Explanations & Calculations

• If the needed parallel force is $\small F$, then the work done by that force should equal what is given as it is the only source doing work to energize the block.

$\qquad\qquad \begin{aligned} \small W=500J&=\small F\times10m\\ \small F&=\small \bold{50 N} \end{aligned}$

• That amount of work is done during a time period of 10s as the question says. Then the according to the definition of "rate of work": which is the power, it could be calculated.
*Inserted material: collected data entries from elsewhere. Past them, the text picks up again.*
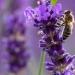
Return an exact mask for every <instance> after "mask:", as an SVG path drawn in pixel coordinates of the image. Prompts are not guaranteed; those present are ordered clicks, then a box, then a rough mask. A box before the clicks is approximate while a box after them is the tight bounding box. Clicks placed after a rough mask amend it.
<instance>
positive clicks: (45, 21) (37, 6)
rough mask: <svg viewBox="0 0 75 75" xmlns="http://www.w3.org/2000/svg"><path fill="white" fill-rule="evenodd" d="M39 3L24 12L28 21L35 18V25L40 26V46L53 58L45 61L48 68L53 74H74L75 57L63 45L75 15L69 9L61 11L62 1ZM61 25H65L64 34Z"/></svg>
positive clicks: (68, 32)
mask: <svg viewBox="0 0 75 75" xmlns="http://www.w3.org/2000/svg"><path fill="white" fill-rule="evenodd" d="M37 3H38V6H37V7H36V8H34V9H33V8H31V7H27V8H26V11H25V13H24V14H25V16H26V17H27V21H28V20H33V21H34V26H35V27H38V28H39V31H38V34H39V35H41V36H42V38H41V40H40V41H39V44H40V47H42V48H43V50H44V51H46V52H47V53H48V55H49V57H50V59H51V62H46V63H45V65H46V69H47V70H49V71H51V72H52V75H74V66H73V65H72V62H73V60H74V57H73V56H71V55H70V54H68V53H66V50H65V49H64V47H63V45H62V44H63V43H64V41H65V40H66V39H67V38H68V37H69V36H70V34H71V33H72V28H73V22H74V16H73V15H72V13H71V11H69V10H67V11H64V12H61V9H62V5H61V4H60V3H57V4H54V5H53V4H51V3H50V1H49V0H46V1H38V2H37ZM52 5H53V6H52ZM68 15H69V16H68ZM61 26H64V27H65V28H64V31H63V34H62V35H60V34H61V31H62V30H61V29H60V27H61ZM41 61H42V60H41ZM41 72H42V68H41V71H40V73H41Z"/></svg>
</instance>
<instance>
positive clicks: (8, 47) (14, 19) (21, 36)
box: [5, 14, 30, 73]
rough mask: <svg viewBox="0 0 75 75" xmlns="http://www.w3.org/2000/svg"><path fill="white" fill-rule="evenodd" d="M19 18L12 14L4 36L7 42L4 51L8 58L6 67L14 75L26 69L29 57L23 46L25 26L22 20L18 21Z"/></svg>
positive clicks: (18, 19)
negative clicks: (6, 40) (7, 56)
mask: <svg viewBox="0 0 75 75" xmlns="http://www.w3.org/2000/svg"><path fill="white" fill-rule="evenodd" d="M20 18H22V17H19V16H16V15H14V14H13V19H10V21H9V23H7V24H8V25H9V26H11V27H9V28H8V27H7V28H6V30H5V36H6V38H7V40H8V41H7V48H6V51H7V52H8V56H9V58H7V60H8V64H7V65H8V66H6V67H7V68H8V70H9V71H11V72H14V73H16V72H18V71H19V70H21V69H23V68H26V66H27V63H28V59H29V57H30V55H29V53H28V52H27V49H26V46H25V45H26V41H25V32H26V29H25V24H24V22H23V21H22V20H21V21H20V20H19V19H20Z"/></svg>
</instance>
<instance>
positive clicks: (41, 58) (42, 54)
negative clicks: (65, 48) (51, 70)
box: [38, 51, 45, 75]
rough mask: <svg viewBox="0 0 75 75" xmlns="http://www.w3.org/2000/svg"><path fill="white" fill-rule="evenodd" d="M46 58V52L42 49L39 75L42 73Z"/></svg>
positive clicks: (38, 73) (39, 66) (41, 73)
mask: <svg viewBox="0 0 75 75" xmlns="http://www.w3.org/2000/svg"><path fill="white" fill-rule="evenodd" d="M44 58H45V52H44V51H42V52H41V58H40V65H39V71H38V75H42V71H43V62H44Z"/></svg>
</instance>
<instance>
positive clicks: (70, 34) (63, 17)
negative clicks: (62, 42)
mask: <svg viewBox="0 0 75 75" xmlns="http://www.w3.org/2000/svg"><path fill="white" fill-rule="evenodd" d="M73 23H74V16H73V14H72V12H71V11H70V10H66V11H64V17H63V25H64V29H63V33H62V39H63V40H66V39H67V38H68V37H69V36H70V35H71V34H72V29H73Z"/></svg>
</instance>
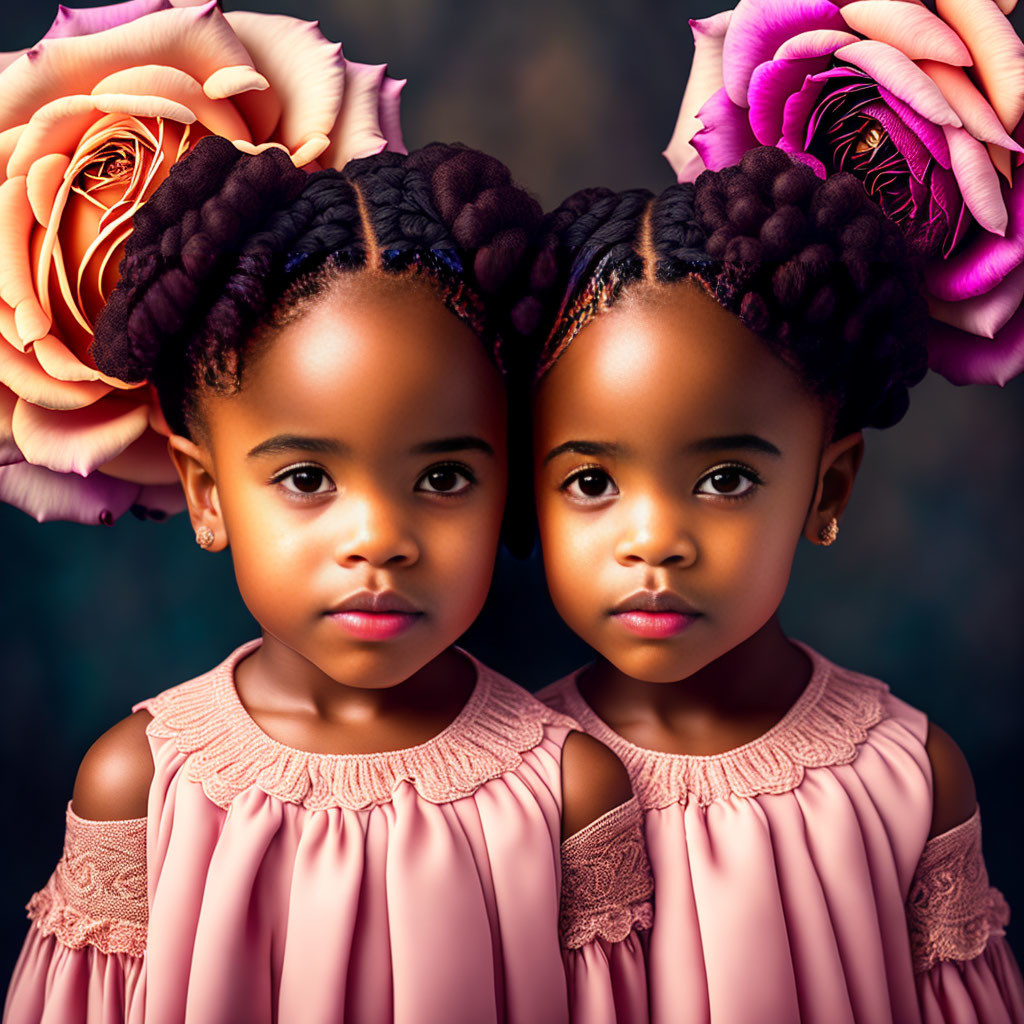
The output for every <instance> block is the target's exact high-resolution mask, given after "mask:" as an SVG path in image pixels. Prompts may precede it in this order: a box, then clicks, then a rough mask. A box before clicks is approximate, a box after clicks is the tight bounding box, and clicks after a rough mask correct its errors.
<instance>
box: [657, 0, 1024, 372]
mask: <svg viewBox="0 0 1024 1024" xmlns="http://www.w3.org/2000/svg"><path fill="white" fill-rule="evenodd" d="M1015 2H1016V0H999V3H998V4H997V3H996V2H995V0H937V4H936V11H935V12H933V11H932V10H931V9H930V8H929V7H926V6H925V5H924V4H923V3H921V2H920V0H853V2H846V3H844V2H843V0H740V2H739V3H738V4H737V5H736V7H735V9H734V10H731V11H724V12H722V13H720V14H716V15H715V16H713V17H710V18H705V19H702V20H696V22H691V23H690V25H691V27H692V29H693V38H694V42H695V46H696V51H695V54H694V58H693V67H692V70H691V72H690V78H689V80H688V82H687V85H686V90H685V93H684V96H683V102H682V106H681V109H680V112H679V120H678V122H677V125H676V131H675V133H674V135H673V138H672V141H671V142H670V144H669V147H668V150H667V151H666V157H668V159H669V161H670V163H671V164H672V166H673V168H674V170H675V171H676V174H677V176H678V179H679V180H680V181H688V180H693V178H695V177H696V175H697V174H699V172H700V171H701V170H703V169H705V168H711V169H719V168H722V167H727V166H729V165H731V164H734V163H737V162H738V160H739V158H740V157H741V156H742V155H743V153H745V152H746V151H748V150H749V148H751V147H753V146H756V145H760V144H765V145H776V146H778V147H780V148H782V150H784V151H786V152H787V153H790V154H792V155H793V156H794V157H795V158H796V159H798V160H802V161H804V162H805V163H807V164H809V165H810V166H811V167H813V168H814V170H815V171H816V172H817V173H818V174H819V175H821V176H822V177H824V176H825V175H827V174H830V173H833V172H836V171H850V172H852V173H853V174H855V175H857V177H859V178H860V179H861V180H862V181H863V182H864V186H865V187H866V189H867V191H868V193H869V194H870V195H871V196H872V197H873V198H874V200H876V201H877V202H878V203H879V204H880V205H881V206H882V208H883V210H885V212H886V214H887V215H888V216H889V217H890V218H891V219H892V220H893V221H894V222H895V223H897V224H898V225H899V226H900V227H901V229H902V230H903V232H904V234H905V236H906V239H907V241H908V243H909V245H910V247H911V249H912V250H913V251H914V252H915V253H918V254H919V255H920V256H921V257H923V258H924V260H925V266H926V291H927V296H928V300H929V305H930V308H931V313H932V317H933V330H932V331H931V337H930V342H929V351H930V362H931V366H932V368H933V369H934V370H936V371H938V372H939V373H941V374H942V375H943V376H944V377H946V378H948V379H949V380H951V381H953V382H954V383H957V384H966V383H996V384H1005V383H1006V382H1007V381H1008V380H1010V379H1011V378H1012V377H1014V376H1016V375H1017V374H1019V373H1020V372H1021V371H1022V370H1024V312H1022V310H1021V299H1022V297H1024V184H1022V185H1018V177H1019V175H1020V174H1021V173H1022V172H1021V167H1020V164H1021V161H1022V158H1021V155H1022V154H1024V150H1022V147H1021V145H1020V144H1019V142H1020V141H1021V140H1024V129H1022V127H1021V117H1022V114H1024V43H1022V42H1021V40H1020V38H1019V37H1018V35H1017V33H1016V32H1015V31H1014V28H1013V26H1012V25H1011V24H1010V22H1009V20H1008V19H1007V16H1006V14H1007V13H1009V12H1010V10H1011V9H1012V8H1013V6H1014V4H1015ZM1000 8H1001V9H1000Z"/></svg>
$\qquad\qquad \begin{aligned} \small Power &=\small \frac{\text{work done}}{\text{time taken}}\\ &=\small \frac{500J}{10s}\\ &=\small \bold{50\,Js^{-1}\,or\,50\,W} \end{aligned}$

• This part could be done either by calculating the acceleration due to the net force & then applying any appropriate motion equation of the four or considering the energy conservation.
• Acceleration is easier, let's use energy conservation.
• Work done by the force F work against the friction & any other opposite force & change in the kinetic energy of the block.
• Then,

$\qquad\qquad \begin{aligned} \small 500J&=\small \Delta E_k+fs+mg\sin\theta.s\\ &=\small \frac{1}{2}.m(30^2-v_i^2)+10\times10+10.\sin25.10\\ \small 357.74&=\small 0.5\times \frac{10N}{9.8ms^{-2}}\times (30^2-v_i^2)\\ \small v_i&=\small \bold{14.1\,ms^{-1}} \end{aligned}$